Mbele was chosen for his range of chair and lighting designs, all of which are influenced by traditional Zulu culture – from the hierarchical planning of its architecture to the symbolism behind key shapes such as diamonds and triangles.
Forbay caught the eye of the judges for her Ndebele furniture range, which takes direction from Ndebele women’s attire, particularly jewellery, and the bold graphics that adorn the walls of homes.
Leteba made the final cut thanks to the Bodulo Collection, which is inspired by the traditional Sotho residence known as the Mokhoro.
“Giant congratulations are in order!” stated Lynch.
“The standard was high, but these four designers stood out! We are beyond excited that they are the winners of our first-ever pitch sessions. We are delighted to have the opportunity to walk part of this journey with them as they evolve and grow to become world-class, distinctly South African designers!”
The Nando’s Design Programme carries the aim of creating a category brand for South African design with short-term goals including uplifting the local design sector by developing individual creative businesses.
This is achieved through the brand’s ongoing support of various vehicles such as the Nando’s Hot Young Designer talent search competitions; the Nando’s Business Development Support Programme; the Nando’s Portal to Africa; and the print magazine Clout and its attendant social media presence.
To date, the Nando’s Portal to Africa has facilitated more than R26-million worth of sales, making it the country’s largest exporter of South African design. Success stories include 2 453 chairs, 1 040 tables and 1 094 lights being sold all over the world. Nando’s does not profit nor does it retain any intellectual property over the designs.

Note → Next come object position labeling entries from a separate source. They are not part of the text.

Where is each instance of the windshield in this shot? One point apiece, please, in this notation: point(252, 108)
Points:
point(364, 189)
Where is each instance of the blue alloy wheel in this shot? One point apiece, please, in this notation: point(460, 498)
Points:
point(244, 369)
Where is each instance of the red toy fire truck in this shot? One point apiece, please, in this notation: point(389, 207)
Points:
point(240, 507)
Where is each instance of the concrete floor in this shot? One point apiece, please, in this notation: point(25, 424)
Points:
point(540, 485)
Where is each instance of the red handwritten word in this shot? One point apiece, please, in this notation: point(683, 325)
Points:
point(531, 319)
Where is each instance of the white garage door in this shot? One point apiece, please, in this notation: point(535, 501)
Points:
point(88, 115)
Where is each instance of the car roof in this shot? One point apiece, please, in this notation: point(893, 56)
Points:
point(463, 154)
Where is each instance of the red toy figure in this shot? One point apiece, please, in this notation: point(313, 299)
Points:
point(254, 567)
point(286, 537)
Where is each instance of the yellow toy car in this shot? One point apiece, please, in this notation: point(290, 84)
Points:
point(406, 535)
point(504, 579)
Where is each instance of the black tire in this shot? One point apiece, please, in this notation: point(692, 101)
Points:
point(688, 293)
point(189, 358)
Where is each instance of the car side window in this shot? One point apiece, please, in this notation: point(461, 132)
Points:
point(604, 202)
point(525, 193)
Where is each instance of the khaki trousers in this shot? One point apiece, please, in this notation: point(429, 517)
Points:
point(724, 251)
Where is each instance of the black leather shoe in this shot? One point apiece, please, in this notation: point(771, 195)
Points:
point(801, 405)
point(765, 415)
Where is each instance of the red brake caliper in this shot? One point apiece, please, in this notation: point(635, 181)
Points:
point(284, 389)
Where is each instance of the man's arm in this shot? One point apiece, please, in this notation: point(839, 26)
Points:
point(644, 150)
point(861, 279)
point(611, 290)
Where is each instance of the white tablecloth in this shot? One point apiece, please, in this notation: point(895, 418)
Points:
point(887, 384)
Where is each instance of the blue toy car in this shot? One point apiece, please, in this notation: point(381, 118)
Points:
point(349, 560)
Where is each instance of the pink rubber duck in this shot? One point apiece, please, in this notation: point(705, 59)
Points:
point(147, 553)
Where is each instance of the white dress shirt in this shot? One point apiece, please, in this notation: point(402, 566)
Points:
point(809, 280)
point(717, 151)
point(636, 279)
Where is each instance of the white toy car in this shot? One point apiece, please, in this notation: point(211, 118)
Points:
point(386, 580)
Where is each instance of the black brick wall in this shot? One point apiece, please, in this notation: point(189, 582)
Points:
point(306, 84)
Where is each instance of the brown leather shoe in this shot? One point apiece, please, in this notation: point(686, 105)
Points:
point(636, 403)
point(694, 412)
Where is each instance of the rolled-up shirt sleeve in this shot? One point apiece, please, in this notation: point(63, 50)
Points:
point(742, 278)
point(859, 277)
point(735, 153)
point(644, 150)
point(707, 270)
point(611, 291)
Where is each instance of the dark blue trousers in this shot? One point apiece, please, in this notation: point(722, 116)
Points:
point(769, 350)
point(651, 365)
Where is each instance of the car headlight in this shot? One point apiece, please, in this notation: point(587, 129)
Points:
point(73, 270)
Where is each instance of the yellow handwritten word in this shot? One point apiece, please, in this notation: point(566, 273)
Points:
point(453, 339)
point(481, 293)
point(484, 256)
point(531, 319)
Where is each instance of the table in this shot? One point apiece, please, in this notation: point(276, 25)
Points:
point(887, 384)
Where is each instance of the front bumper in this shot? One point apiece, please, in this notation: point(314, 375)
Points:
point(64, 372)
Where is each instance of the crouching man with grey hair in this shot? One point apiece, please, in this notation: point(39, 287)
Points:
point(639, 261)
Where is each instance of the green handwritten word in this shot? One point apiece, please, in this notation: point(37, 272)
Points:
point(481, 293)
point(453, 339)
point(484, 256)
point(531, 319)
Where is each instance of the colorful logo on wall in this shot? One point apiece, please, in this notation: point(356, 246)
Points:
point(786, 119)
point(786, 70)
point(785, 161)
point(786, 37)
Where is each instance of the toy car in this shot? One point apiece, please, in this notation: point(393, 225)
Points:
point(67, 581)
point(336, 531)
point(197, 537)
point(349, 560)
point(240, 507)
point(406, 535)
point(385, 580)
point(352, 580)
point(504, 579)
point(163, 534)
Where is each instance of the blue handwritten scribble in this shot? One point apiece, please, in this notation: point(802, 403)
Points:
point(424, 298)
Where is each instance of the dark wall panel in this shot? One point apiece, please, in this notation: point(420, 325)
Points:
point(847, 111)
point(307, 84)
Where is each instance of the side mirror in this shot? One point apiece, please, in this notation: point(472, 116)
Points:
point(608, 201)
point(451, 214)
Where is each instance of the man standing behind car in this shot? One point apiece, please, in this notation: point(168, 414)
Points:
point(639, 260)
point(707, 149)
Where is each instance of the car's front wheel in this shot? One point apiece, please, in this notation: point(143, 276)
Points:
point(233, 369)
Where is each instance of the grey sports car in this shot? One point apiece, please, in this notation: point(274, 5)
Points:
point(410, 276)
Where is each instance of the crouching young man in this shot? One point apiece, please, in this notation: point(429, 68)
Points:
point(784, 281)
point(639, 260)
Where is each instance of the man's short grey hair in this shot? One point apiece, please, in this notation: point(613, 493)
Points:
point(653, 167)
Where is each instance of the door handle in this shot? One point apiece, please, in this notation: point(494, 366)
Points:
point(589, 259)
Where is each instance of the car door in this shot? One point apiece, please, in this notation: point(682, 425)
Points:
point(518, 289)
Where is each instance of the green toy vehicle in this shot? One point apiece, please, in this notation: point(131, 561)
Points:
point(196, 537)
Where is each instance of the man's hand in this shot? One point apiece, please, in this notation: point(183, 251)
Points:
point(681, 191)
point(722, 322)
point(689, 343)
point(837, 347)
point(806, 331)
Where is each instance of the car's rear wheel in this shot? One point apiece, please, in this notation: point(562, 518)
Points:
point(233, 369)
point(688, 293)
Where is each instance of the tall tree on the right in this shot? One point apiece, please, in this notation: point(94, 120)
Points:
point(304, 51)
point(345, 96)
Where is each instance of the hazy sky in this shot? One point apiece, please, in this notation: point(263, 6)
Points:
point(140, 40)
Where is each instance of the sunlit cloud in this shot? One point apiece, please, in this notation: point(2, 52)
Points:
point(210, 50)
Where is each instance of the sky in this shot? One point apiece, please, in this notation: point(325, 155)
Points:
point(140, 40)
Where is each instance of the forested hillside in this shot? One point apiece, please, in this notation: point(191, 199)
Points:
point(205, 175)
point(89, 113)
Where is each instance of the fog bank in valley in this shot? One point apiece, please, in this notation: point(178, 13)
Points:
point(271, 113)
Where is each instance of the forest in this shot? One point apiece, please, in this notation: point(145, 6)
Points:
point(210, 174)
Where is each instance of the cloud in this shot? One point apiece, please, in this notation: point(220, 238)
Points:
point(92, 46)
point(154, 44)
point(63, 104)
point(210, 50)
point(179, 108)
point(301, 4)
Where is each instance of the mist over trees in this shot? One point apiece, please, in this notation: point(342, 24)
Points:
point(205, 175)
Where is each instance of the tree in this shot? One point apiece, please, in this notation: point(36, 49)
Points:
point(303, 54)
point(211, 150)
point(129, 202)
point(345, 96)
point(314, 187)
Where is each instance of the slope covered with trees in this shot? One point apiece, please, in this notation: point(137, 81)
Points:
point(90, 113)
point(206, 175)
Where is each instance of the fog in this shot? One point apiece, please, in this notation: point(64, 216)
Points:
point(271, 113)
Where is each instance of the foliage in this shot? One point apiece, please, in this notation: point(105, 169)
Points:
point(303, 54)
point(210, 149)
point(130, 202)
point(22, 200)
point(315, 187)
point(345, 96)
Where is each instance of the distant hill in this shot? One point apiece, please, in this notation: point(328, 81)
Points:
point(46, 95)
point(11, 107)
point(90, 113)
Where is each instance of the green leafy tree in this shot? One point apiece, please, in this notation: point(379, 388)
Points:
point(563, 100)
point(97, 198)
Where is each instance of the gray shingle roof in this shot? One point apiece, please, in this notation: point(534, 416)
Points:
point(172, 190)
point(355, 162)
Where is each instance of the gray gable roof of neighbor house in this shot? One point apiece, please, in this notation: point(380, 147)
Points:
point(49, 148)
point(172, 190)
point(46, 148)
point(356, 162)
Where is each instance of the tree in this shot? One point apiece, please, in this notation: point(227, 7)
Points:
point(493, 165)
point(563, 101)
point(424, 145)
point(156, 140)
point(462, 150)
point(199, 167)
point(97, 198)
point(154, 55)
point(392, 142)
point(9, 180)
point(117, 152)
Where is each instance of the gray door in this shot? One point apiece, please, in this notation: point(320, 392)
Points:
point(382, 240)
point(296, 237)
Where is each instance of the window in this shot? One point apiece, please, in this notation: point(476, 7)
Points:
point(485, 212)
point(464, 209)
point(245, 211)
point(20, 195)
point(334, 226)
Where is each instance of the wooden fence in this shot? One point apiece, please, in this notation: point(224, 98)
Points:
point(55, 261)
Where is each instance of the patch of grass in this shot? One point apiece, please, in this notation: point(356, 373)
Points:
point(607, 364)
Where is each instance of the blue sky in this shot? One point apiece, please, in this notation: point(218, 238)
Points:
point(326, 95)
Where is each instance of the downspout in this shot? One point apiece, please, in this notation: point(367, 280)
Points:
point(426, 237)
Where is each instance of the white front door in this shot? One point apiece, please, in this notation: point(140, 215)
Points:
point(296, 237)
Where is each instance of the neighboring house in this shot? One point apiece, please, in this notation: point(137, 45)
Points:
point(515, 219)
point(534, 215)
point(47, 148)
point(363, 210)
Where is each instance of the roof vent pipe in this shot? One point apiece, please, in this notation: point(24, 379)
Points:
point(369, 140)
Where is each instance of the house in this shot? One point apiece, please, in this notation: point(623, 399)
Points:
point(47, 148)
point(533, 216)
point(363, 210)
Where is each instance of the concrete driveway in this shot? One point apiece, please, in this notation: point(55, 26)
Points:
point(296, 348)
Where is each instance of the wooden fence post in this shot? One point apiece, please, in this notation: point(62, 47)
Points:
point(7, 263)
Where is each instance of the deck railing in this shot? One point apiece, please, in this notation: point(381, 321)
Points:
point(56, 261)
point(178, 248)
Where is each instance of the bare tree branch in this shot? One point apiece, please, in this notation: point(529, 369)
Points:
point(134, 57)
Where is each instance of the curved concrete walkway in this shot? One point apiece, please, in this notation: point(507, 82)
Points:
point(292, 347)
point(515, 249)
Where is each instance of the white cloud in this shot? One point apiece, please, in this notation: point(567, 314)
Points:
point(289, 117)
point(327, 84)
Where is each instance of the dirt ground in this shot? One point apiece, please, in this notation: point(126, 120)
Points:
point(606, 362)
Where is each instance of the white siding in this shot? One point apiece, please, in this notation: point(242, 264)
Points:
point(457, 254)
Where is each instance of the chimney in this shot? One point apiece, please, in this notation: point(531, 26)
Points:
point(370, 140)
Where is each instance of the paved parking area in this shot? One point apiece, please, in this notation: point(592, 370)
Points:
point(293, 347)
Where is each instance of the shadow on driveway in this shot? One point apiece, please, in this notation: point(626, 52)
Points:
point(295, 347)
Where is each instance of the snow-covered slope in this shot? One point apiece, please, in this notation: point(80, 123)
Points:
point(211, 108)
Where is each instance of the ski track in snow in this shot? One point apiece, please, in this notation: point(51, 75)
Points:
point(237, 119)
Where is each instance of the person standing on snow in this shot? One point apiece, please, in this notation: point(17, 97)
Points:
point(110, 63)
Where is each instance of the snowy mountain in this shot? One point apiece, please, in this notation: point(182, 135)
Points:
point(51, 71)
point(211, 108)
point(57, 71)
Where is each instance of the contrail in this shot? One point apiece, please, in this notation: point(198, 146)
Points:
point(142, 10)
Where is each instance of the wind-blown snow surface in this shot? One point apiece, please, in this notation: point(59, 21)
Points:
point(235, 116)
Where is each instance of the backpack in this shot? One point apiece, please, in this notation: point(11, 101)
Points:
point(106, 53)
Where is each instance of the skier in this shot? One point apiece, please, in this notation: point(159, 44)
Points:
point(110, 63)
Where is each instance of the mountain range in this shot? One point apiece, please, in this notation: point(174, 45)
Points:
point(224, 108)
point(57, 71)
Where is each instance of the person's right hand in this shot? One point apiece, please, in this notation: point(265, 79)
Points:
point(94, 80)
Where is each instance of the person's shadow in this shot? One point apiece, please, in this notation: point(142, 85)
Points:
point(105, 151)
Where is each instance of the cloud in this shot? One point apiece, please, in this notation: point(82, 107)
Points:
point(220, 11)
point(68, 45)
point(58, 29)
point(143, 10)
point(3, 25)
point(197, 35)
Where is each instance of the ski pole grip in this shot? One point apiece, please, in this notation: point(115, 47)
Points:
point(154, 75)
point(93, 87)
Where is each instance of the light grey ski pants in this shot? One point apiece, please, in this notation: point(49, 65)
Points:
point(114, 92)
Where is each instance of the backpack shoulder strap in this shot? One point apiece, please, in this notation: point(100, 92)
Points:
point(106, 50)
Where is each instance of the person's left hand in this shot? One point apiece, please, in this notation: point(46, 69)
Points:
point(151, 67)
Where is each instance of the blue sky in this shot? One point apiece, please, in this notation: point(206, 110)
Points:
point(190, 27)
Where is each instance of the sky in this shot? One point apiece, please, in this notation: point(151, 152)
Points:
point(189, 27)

“This deep commitment on the part of Nando’s has been expressed over a period of five years and will continue as an important aspect of the business,” Spinks said.
The initiative is purpose-led and integral to the business’s value proposition – supporting local design is a key differentiator for the brand.
With 2 500 restaurants across the globe all requiring interior design services, Nando’s has a clear demand.
The aim of the recent pitching sessions was to identify new designs that could be supplied via the portal. With the expansion of the catalogue in mind, Nando’s has gone beyond its initial commitment to working with only the four winners chosen and has now expressed that it intends to work with all the designers who presented at the Clout Designers’ Industry Days fired up by Nando’s.
“We are thrilled with the outcome,” stated Lynch.
“We were blown away by the standard of the designs presented and the passion and professional way all shortlisted candidates responded to the opportunity. Because of the extraordinary standard, we have committed to working with all our shortlisted candidates.
“This will happen across our various platforms, which include the Portal to Africa online showcase and ordering platform, and our Business Development Support Programme. In addition, we will be connecting selected candidates with some of our existing designer/maker partners to collaborate with and prototype their concept designs.”
According to Tyilo: “This is an exciting time for local design. The designs that were pitched gave us a peek at the developing product design landscape informing the contemporary South African furniture and lighting design aesthetic.
“One can’t resist the feeling that the South African aesthetic is being redefined, not only for locals with a taste for the vernacular in contemporary design, but for a global marketplace that is ready to see African craft and design beyond the curio.”
The Nando’s Design Programme will be putting together unique business opportunities for each of the 26 shortlisted candidates. Previously, the identification of local designers for inclusion on the Portal to Africa was conducted via curation, but now, this selection process has been opened up more widely through the dedicated pitching sessions that carry a national call to entry.
This was the first of many such sessions that are being planned, with the broader industry itself ultimately set to benefit.